O antigo chefe de gabinete do Presidente brasileiro, Luiz Inácio Lula da Silva, Marco Aurélio Santana Ribeiro, conhecido como “Marcola”, viu o seu nome surgir no centro de uma investigação da Polícia Federal, depois de terem sido identificadas transferências financeiras efetuadas pela lobista Roberta Luchsinger, também investigada por alegados esquemas de tráfico de influência. Segundo informações divulgadas pela imprensa brasileira, os pagamentos ascendem a dezenas de milhares de reais, embora o montante exato e a sua finalidade permaneçam por esclarecer.

Marcola deixou o Palácio do Planalto a 21 de julho para integrar a campanha de recandidatura de Lula à Presidência.
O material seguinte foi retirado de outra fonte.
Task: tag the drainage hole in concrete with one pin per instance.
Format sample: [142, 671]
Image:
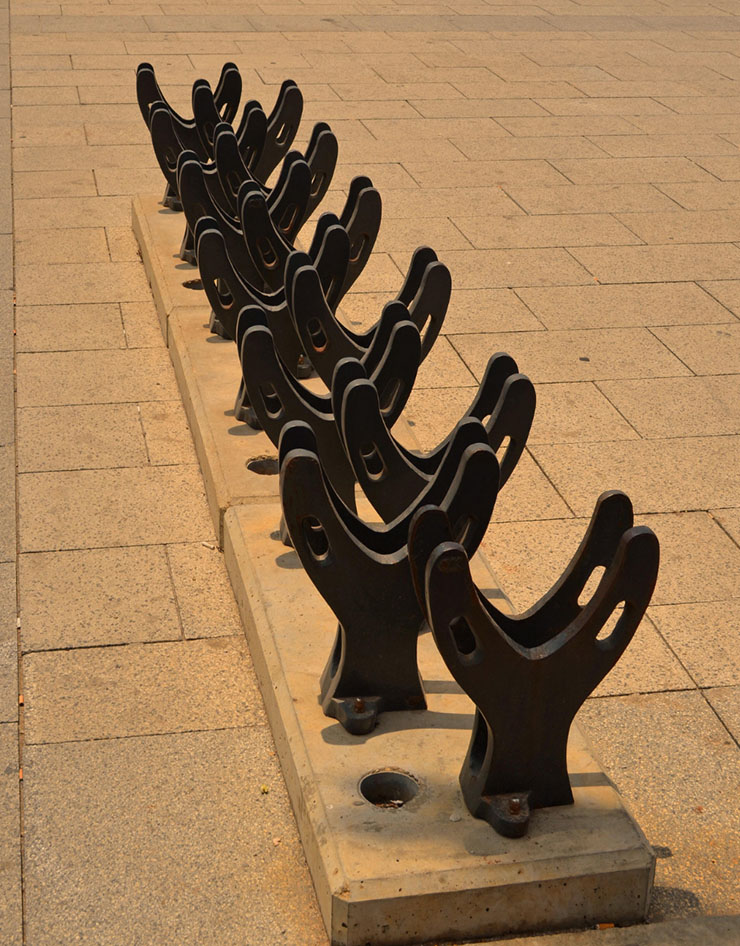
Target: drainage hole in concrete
[265, 466]
[389, 789]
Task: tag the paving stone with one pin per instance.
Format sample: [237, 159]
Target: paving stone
[429, 171]
[703, 195]
[443, 368]
[53, 157]
[471, 310]
[660, 263]
[380, 274]
[685, 226]
[103, 508]
[112, 181]
[11, 918]
[168, 438]
[141, 325]
[68, 327]
[93, 597]
[576, 413]
[39, 248]
[444, 201]
[597, 306]
[706, 349]
[122, 244]
[644, 146]
[61, 283]
[564, 230]
[94, 377]
[725, 701]
[589, 198]
[727, 292]
[495, 88]
[671, 746]
[6, 260]
[162, 821]
[485, 269]
[7, 503]
[79, 437]
[705, 637]
[567, 126]
[478, 149]
[204, 596]
[528, 495]
[626, 170]
[138, 689]
[384, 176]
[390, 129]
[73, 212]
[8, 650]
[648, 666]
[45, 184]
[678, 407]
[70, 135]
[729, 520]
[438, 232]
[331, 109]
[687, 931]
[574, 355]
[629, 90]
[658, 475]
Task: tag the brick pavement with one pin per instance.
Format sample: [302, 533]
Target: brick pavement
[576, 164]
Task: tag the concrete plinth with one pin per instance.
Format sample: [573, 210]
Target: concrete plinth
[427, 871]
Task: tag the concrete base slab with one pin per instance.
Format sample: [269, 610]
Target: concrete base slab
[159, 232]
[208, 373]
[427, 871]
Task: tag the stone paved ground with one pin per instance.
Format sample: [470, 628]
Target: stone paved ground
[577, 165]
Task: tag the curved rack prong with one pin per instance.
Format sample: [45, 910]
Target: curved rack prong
[362, 224]
[266, 246]
[321, 156]
[323, 337]
[363, 574]
[198, 202]
[386, 476]
[251, 134]
[228, 294]
[278, 398]
[529, 674]
[226, 98]
[282, 125]
[505, 403]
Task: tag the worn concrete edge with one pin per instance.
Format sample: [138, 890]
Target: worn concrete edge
[205, 444]
[281, 713]
[152, 264]
[690, 931]
[158, 262]
[292, 753]
[343, 903]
Contudo, fontes citadas por órgãos de comunicação social brasileiros sustentam que a saída poderá estar relacionada com a descoberta dessas movimentações financeiras. Em resposta, o antigo chefe de gabinete garantiu tratar-se apenas de um empréstimo pessoal, entretanto liquidado, rejeitando qualquer ilegalidade ou conflito com as funções que desempenhava.

O caso insere-se numa investigação mais vasta que continua a colocar Fábio Luís Lula da Silva, conhecido como Lulinha, sob escrutínio da Polícia Federal. Roberta Luchsinger, amiga e parceira de negócios do filho do Presidente, realizou dezenas de visitas a organismos do Governo Federal entre 2023 e 2024, a maioria sem registo nas agendas oficiais, incluindo deslocações ao Palácio do Planalto.

As autoridades investigam ainda alegadas ligações entre Lulinha, a empresa tecnológica 3Structure IT e o empresário Cleber Ribas de Oliveira. A empresa recebeu cerca de 1,5 milhões de reais do lobista António Carlos Camilo Antunes, conhecido como “Careca do INSS”, tendo posteriormente transferido 150 mil reais para uma sociedade pertencente a Roberta Luchsinger.

Perante os novos indícios, a Polícia Federal pediu pela terceira vez ao Supremo Tribunal Federal a abertura de um inquérito para investigar Lulinha por suspeitas de tráfico de influência. O processo ficará sob a relatoria do ministro Flávio Dino. A defesa do filho de Lula rejeita todas as suspeitas, classificando a sucessão de investigações como uma “piada” e negando qualquer prática ilícita.